Der Ausbau von erneuerbaren Energien kommt nur schleppend voran. Lediglich die Solarenergie konnte seit 2011 kräftig zulegen- dank Naoto Kans Erneuerbare-Energie-Gesetzes, das ein Vergütungssystem nach deutschem Vorbild beinhaltete. Unter Premierminister Abe wurden die Förderungen wieder zurückgefahren, sodass auch hier ab 2018 mit einem Rückgang der Investitionen zu rechnen ist.

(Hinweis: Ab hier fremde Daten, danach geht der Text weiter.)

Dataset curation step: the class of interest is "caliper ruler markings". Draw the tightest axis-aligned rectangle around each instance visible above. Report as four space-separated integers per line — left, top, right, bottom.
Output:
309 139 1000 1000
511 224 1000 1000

Wie so oft, wird von Energielobbisten das besondere Klima Japans als Ausrede vorgeschoben: Japan sei ein Land von Naturkatastrophen, Erdbeben, Taifunen, die Windkraft und die Geothermie seien deswegen keine Alternative. Dass die Wohn -und Bürotürme japanischer Städte und die gigantischen Strommasten, die die Landschaften prägen, allen diesen Katastrophen standhalten, ist für sie kein Argument. Obwohl Japan durch seinen vulkanischen Charakter für die Geothermie und durch die enorme Küstenlänge mit stabilen Windverhältnissen für die Windkraft geradezu prädisponiert ist, kommen diese Energiequellen kaum voran. Japan bezieht derzeit nur 11% des Stroms aus erneuerbaren Quellen.